Class MatchStarTables


  • public class MatchStarTables
    extends java.lang.Object
    Provides factory methods for producing tables which represent the result of row matching.
    Author:
    Mark Taylor (Starlink)
    • Field Detail

      • GRP_ID_INFO

        public static final ValueInfo GRP_ID_INFO
        Defines the characteristics of a table column which represents the ID of a group of matched row objects.
      • GRP_SIZE_INFO

        public static final ValueInfo GRP_SIZE_INFO
        Defines the characteristics of a table column which represents the number of matched row objects in a given group (with the same group ID).
    • Constructor Detail

      • MatchStarTables

        public MatchStarTables()
    • Method Detail

      • makeJoinTable

        public static StarTable makeJoinTable​(StarTable table1,
                                              StarTable table2,
                                              LinkSet pairs,
                                              JoinType joinType,
                                              boolean addGroups,
                                              JoinFixAction[] fixActs,
                                              ValueInfo matchScoreInfo)
        Constructs a table made out of two constituent tables joined together according to a LinkSet describing row matches and a flag determining what conditions on a RowLink give you an output row. The columns of the resulting table are made by appending the columns of the constituent tables side by side.

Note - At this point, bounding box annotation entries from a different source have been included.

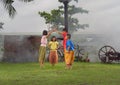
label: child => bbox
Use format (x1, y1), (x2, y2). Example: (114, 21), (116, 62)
(39, 30), (53, 67)
(58, 28), (67, 54)
(65, 34), (74, 69)
(49, 36), (58, 66)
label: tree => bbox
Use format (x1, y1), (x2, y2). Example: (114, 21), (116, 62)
(38, 0), (88, 33)
(0, 22), (4, 29)
(0, 0), (33, 18)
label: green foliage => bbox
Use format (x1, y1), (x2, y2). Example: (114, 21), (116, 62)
(0, 62), (120, 85)
(39, 0), (89, 33)
(1, 0), (33, 18)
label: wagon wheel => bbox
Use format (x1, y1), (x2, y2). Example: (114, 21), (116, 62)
(98, 46), (116, 63)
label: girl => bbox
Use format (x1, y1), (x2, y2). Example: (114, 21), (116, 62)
(57, 28), (67, 51)
(39, 30), (53, 67)
(65, 34), (74, 69)
(49, 36), (58, 66)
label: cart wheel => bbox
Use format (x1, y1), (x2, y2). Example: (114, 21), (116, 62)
(98, 45), (116, 63)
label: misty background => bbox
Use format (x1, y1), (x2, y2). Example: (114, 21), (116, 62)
(0, 0), (120, 62)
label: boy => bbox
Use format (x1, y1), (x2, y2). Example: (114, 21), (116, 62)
(65, 34), (74, 69)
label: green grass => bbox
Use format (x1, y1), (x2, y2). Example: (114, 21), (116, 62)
(0, 62), (120, 85)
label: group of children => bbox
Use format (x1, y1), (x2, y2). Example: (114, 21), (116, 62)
(39, 28), (74, 69)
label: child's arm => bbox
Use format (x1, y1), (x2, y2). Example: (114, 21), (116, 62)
(46, 30), (53, 38)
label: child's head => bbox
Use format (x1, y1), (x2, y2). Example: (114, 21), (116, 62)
(43, 30), (48, 35)
(67, 34), (71, 39)
(62, 28), (67, 32)
(51, 36), (57, 41)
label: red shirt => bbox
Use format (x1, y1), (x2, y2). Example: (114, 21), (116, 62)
(62, 32), (67, 49)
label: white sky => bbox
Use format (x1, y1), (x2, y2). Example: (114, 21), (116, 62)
(0, 0), (120, 34)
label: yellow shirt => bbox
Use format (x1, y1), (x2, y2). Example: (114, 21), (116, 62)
(49, 41), (58, 50)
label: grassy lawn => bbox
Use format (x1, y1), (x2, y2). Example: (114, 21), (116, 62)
(0, 62), (120, 85)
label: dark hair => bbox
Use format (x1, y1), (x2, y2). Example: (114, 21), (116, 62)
(51, 36), (57, 41)
(67, 34), (71, 39)
(63, 28), (67, 32)
(43, 30), (48, 35)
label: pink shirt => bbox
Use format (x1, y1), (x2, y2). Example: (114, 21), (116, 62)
(41, 35), (47, 47)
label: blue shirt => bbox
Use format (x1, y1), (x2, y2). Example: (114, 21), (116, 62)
(66, 40), (74, 51)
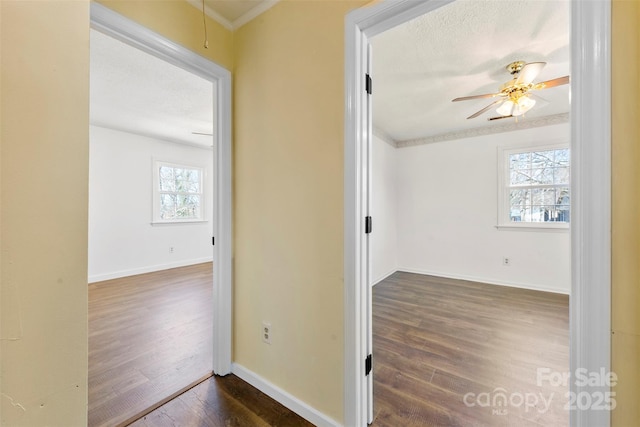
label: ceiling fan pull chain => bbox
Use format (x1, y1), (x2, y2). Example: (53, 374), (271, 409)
(202, 0), (209, 49)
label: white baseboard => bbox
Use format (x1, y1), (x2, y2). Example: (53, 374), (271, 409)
(88, 257), (213, 283)
(231, 363), (341, 427)
(398, 267), (570, 295)
(371, 268), (398, 286)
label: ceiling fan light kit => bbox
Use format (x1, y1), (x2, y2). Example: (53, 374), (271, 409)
(452, 61), (569, 120)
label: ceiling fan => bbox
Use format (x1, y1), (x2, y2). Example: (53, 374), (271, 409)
(451, 61), (569, 120)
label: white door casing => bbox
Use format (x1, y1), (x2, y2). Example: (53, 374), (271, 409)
(91, 2), (232, 375)
(344, 0), (611, 427)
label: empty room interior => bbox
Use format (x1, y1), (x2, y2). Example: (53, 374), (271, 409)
(370, 1), (571, 426)
(0, 0), (640, 427)
(88, 30), (216, 426)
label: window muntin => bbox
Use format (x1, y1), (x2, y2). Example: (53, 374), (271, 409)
(500, 145), (571, 228)
(154, 162), (203, 222)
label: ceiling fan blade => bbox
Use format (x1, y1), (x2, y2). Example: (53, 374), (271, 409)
(515, 62), (547, 85)
(451, 93), (502, 102)
(467, 99), (502, 119)
(533, 76), (569, 89)
(487, 114), (516, 122)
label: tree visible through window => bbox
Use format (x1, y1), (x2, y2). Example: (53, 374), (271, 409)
(502, 147), (571, 224)
(154, 162), (203, 222)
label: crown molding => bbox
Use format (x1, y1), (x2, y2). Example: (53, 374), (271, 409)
(187, 0), (235, 31)
(186, 0), (280, 31)
(396, 113), (569, 148)
(232, 0), (280, 30)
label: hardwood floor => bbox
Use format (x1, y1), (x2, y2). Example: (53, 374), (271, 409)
(373, 272), (569, 427)
(131, 375), (313, 427)
(88, 263), (213, 427)
(111, 272), (569, 427)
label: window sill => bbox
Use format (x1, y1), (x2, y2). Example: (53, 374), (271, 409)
(151, 219), (209, 226)
(496, 223), (570, 232)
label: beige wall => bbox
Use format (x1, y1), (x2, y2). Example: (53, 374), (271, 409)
(233, 1), (363, 420)
(611, 0), (640, 427)
(0, 0), (89, 426)
(0, 0), (232, 426)
(0, 0), (640, 427)
(97, 0), (233, 70)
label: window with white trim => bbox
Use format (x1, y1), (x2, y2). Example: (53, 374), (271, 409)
(153, 161), (204, 223)
(498, 144), (571, 228)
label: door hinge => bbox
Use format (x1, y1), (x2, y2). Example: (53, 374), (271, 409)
(364, 354), (373, 377)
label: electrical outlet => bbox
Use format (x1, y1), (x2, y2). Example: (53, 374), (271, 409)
(262, 321), (271, 344)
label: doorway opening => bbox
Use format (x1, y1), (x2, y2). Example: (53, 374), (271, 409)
(344, 1), (611, 426)
(89, 4), (231, 425)
(369, 2), (571, 426)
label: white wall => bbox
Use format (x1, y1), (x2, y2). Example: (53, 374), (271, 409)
(372, 124), (571, 293)
(88, 126), (214, 282)
(370, 135), (398, 285)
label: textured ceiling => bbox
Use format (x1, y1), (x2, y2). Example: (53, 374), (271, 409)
(90, 30), (216, 147)
(371, 0), (570, 141)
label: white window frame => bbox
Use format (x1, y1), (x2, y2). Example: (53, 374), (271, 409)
(151, 160), (206, 224)
(496, 141), (571, 231)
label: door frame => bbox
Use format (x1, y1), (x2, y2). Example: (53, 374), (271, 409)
(344, 0), (611, 427)
(91, 2), (232, 375)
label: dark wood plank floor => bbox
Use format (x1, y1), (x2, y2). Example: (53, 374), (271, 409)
(373, 272), (569, 427)
(117, 273), (569, 427)
(89, 263), (311, 427)
(131, 374), (313, 427)
(88, 263), (213, 427)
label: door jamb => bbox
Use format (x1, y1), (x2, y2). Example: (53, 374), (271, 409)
(344, 0), (611, 427)
(91, 2), (232, 375)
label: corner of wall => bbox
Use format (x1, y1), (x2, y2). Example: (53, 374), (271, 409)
(611, 1), (640, 427)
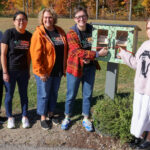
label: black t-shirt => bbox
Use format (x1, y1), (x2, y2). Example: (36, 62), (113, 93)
(1, 28), (32, 70)
(80, 29), (93, 67)
(45, 29), (64, 77)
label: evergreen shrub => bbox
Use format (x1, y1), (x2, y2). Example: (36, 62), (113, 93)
(93, 95), (133, 143)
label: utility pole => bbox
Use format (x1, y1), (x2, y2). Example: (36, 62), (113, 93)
(96, 0), (99, 20)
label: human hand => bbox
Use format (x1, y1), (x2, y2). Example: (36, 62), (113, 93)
(98, 47), (108, 56)
(83, 59), (90, 64)
(116, 47), (125, 59)
(40, 75), (48, 82)
(3, 73), (9, 82)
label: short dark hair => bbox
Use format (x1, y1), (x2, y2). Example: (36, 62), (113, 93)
(38, 8), (57, 25)
(74, 5), (88, 17)
(13, 11), (28, 21)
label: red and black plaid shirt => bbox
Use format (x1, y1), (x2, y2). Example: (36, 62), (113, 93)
(67, 30), (100, 77)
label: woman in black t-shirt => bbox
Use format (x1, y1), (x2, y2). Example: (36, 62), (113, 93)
(1, 11), (32, 129)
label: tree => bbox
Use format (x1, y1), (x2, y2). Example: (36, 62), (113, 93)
(142, 0), (150, 16)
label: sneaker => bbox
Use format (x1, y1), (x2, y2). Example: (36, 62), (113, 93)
(82, 119), (93, 132)
(61, 118), (71, 130)
(7, 117), (15, 129)
(0, 117), (7, 123)
(22, 117), (30, 128)
(41, 120), (49, 130)
(50, 116), (60, 125)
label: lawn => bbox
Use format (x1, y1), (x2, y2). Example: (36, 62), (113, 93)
(0, 18), (146, 116)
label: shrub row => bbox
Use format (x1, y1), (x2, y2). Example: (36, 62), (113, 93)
(92, 95), (133, 143)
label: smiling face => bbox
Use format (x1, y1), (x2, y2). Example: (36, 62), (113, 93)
(74, 10), (88, 30)
(14, 14), (28, 33)
(146, 21), (150, 39)
(43, 11), (54, 30)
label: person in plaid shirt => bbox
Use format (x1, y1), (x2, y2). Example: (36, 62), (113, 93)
(61, 6), (108, 131)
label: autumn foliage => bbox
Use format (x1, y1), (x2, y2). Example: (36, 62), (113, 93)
(0, 0), (150, 17)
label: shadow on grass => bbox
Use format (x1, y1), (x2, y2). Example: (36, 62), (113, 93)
(10, 93), (130, 128)
(116, 92), (131, 98)
(13, 109), (40, 128)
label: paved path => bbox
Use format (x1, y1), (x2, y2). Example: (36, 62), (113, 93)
(0, 145), (93, 150)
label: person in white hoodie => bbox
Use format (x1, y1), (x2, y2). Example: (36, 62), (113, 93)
(117, 18), (150, 149)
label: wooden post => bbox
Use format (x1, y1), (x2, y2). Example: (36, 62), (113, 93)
(105, 62), (119, 99)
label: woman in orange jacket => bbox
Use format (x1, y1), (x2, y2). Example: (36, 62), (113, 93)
(30, 8), (67, 130)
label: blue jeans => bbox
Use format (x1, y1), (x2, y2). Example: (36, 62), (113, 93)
(4, 70), (29, 117)
(65, 66), (96, 116)
(35, 75), (61, 115)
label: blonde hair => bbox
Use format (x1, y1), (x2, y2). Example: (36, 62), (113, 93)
(38, 8), (57, 25)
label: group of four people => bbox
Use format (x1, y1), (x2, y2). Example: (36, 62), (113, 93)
(1, 6), (108, 131)
(1, 6), (150, 149)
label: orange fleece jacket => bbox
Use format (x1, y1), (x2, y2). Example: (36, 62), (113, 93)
(30, 25), (68, 77)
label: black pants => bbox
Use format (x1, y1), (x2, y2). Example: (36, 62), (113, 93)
(0, 70), (3, 110)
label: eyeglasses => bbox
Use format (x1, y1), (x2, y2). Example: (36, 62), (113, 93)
(44, 17), (53, 20)
(75, 15), (87, 20)
(15, 18), (27, 22)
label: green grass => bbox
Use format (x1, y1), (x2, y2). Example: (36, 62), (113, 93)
(0, 18), (141, 117)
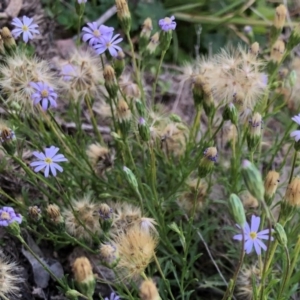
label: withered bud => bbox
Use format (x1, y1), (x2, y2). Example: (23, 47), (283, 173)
(271, 40), (285, 63)
(250, 42), (259, 56)
(274, 4), (287, 29)
(265, 171), (279, 198)
(284, 177), (300, 206)
(0, 27), (16, 49)
(139, 279), (160, 300)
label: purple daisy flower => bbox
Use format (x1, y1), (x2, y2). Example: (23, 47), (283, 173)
(82, 22), (114, 46)
(104, 292), (121, 300)
(93, 32), (123, 57)
(0, 206), (22, 227)
(233, 215), (273, 255)
(30, 82), (57, 110)
(30, 146), (68, 177)
(11, 16), (40, 43)
(158, 16), (176, 31)
(291, 114), (300, 142)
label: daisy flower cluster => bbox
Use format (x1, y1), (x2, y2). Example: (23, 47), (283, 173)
(82, 22), (123, 57)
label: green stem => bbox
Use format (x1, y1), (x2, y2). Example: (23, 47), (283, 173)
(222, 230), (245, 300)
(154, 253), (175, 300)
(84, 96), (104, 145)
(152, 51), (167, 104)
(277, 246), (291, 300)
(289, 151), (298, 184)
(190, 105), (202, 141)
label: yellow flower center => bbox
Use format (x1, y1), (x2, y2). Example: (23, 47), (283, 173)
(41, 90), (49, 98)
(22, 25), (29, 31)
(0, 211), (10, 220)
(250, 231), (257, 240)
(93, 29), (100, 37)
(165, 17), (172, 24)
(45, 157), (52, 165)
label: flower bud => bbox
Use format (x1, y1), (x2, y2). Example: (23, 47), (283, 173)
(116, 0), (131, 34)
(72, 256), (96, 299)
(247, 112), (262, 151)
(284, 177), (300, 206)
(198, 147), (218, 178)
(159, 30), (173, 52)
(99, 243), (119, 268)
(229, 194), (246, 228)
(113, 50), (125, 78)
(274, 4), (287, 30)
(286, 24), (300, 51)
(99, 203), (113, 220)
(271, 40), (285, 64)
(223, 103), (238, 125)
(138, 117), (150, 142)
(0, 123), (16, 155)
(144, 32), (159, 59)
(169, 114), (182, 123)
(139, 279), (160, 300)
(135, 100), (146, 117)
(123, 166), (138, 191)
(242, 159), (265, 201)
(46, 204), (64, 229)
(28, 205), (42, 222)
(274, 223), (287, 247)
(116, 99), (131, 136)
(0, 27), (17, 50)
(264, 171), (279, 199)
(288, 70), (300, 87)
(139, 18), (153, 53)
(192, 75), (204, 106)
(250, 42), (259, 57)
(103, 65), (118, 98)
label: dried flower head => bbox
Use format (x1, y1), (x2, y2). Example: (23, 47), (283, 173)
(72, 256), (96, 299)
(86, 143), (113, 176)
(114, 226), (158, 279)
(274, 4), (287, 29)
(63, 195), (101, 243)
(270, 40), (285, 63)
(61, 50), (103, 101)
(0, 251), (24, 299)
(72, 256), (94, 283)
(99, 242), (119, 265)
(160, 123), (188, 157)
(199, 47), (266, 108)
(0, 51), (58, 112)
(139, 279), (161, 300)
(110, 203), (142, 235)
(116, 99), (131, 123)
(284, 177), (300, 206)
(28, 205), (42, 222)
(177, 178), (208, 216)
(46, 204), (64, 225)
(265, 171), (279, 198)
(236, 265), (261, 300)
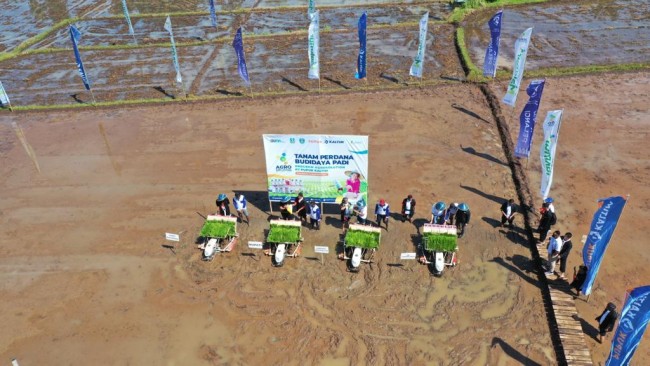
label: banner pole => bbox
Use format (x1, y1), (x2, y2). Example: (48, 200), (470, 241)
(587, 193), (630, 302)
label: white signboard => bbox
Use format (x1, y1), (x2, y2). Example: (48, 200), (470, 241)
(248, 241), (264, 249)
(165, 233), (181, 241)
(263, 135), (368, 204)
(314, 245), (330, 254)
(399, 253), (415, 259)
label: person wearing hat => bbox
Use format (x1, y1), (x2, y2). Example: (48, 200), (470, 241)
(402, 194), (415, 222)
(280, 197), (293, 220)
(354, 198), (368, 225)
(375, 198), (390, 231)
(431, 201), (447, 225)
(309, 201), (320, 230)
(456, 203), (471, 238)
(445, 202), (458, 225)
(232, 193), (251, 225)
(293, 192), (307, 224)
(216, 193), (230, 216)
(596, 302), (618, 343)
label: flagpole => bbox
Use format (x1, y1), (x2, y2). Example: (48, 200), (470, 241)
(587, 193), (630, 302)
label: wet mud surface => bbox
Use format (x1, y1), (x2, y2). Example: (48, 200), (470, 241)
(463, 0), (650, 70)
(3, 24), (463, 105)
(0, 85), (555, 365)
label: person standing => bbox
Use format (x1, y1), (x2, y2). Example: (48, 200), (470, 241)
(537, 203), (556, 243)
(431, 201), (447, 225)
(559, 233), (573, 280)
(280, 197), (293, 220)
(544, 230), (562, 275)
(501, 198), (516, 229)
(293, 192), (307, 224)
(402, 194), (415, 222)
(596, 302), (618, 343)
(354, 198), (368, 225)
(309, 201), (320, 230)
(375, 198), (390, 231)
(232, 193), (251, 225)
(455, 203), (472, 238)
(216, 193), (230, 216)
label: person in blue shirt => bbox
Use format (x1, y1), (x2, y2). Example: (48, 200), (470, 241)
(232, 193), (251, 225)
(309, 201), (320, 230)
(375, 198), (390, 231)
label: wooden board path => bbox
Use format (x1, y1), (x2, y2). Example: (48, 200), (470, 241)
(535, 243), (594, 366)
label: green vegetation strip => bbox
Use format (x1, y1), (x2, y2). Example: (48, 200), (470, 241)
(345, 230), (379, 249)
(422, 233), (458, 252)
(266, 224), (300, 243)
(200, 220), (237, 238)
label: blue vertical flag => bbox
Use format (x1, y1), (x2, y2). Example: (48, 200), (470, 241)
(122, 0), (135, 37)
(354, 11), (368, 79)
(582, 196), (627, 295)
(483, 10), (503, 77)
(515, 80), (545, 158)
(210, 0), (217, 28)
(0, 81), (11, 108)
(165, 15), (183, 84)
(409, 11), (429, 78)
(70, 25), (90, 90)
(232, 27), (251, 86)
(605, 286), (650, 366)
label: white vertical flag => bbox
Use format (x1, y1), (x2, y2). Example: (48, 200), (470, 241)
(539, 109), (563, 199)
(307, 10), (320, 79)
(503, 28), (533, 107)
(409, 12), (429, 78)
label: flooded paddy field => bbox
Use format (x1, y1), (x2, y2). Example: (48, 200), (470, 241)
(0, 24), (463, 105)
(0, 84), (555, 366)
(463, 0), (650, 70)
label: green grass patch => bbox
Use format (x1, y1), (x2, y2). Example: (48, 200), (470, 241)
(422, 233), (458, 252)
(266, 224), (300, 243)
(200, 220), (237, 238)
(345, 230), (379, 249)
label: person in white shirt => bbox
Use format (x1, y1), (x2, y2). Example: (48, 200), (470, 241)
(545, 230), (562, 275)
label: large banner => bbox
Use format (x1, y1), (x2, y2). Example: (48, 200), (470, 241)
(263, 135), (368, 203)
(515, 80), (544, 158)
(409, 11), (429, 78)
(539, 109), (562, 199)
(503, 28), (533, 107)
(582, 196), (627, 295)
(605, 286), (650, 366)
(483, 10), (503, 78)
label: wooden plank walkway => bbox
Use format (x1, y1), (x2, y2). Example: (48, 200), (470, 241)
(536, 243), (593, 366)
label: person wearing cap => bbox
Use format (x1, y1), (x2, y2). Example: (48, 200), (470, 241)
(232, 193), (251, 225)
(596, 302), (618, 343)
(341, 197), (352, 227)
(354, 198), (368, 225)
(456, 203), (471, 238)
(280, 197), (293, 220)
(444, 202), (458, 225)
(402, 194), (415, 222)
(501, 198), (517, 229)
(293, 192), (307, 224)
(309, 201), (320, 230)
(375, 198), (390, 231)
(431, 201), (447, 225)
(215, 193), (230, 216)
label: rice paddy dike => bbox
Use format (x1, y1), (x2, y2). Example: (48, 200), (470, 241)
(0, 0), (650, 110)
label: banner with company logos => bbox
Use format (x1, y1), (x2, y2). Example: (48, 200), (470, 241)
(263, 135), (368, 204)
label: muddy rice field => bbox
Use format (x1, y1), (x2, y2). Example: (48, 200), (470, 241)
(0, 0), (650, 366)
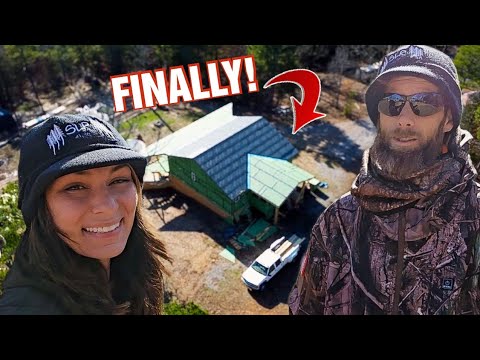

        The tables array determines which tables columns appear in the output table. It must have (at least) as many elements as the highest table index in the RowLink set. Table data will be picked from the n'th table in this array for RowRef elements with a tableIndex of n. If the nth element is null, the corresponding columns will not appear in the output table.

        The matchScoreInfo parameter is optional. If it is non-null, then an additional column, described by matchScoreInfo, will be added to the table containing the score values from any RowLink2s in links. The content class of matchScoreInfo should be Number or one of its subclasses.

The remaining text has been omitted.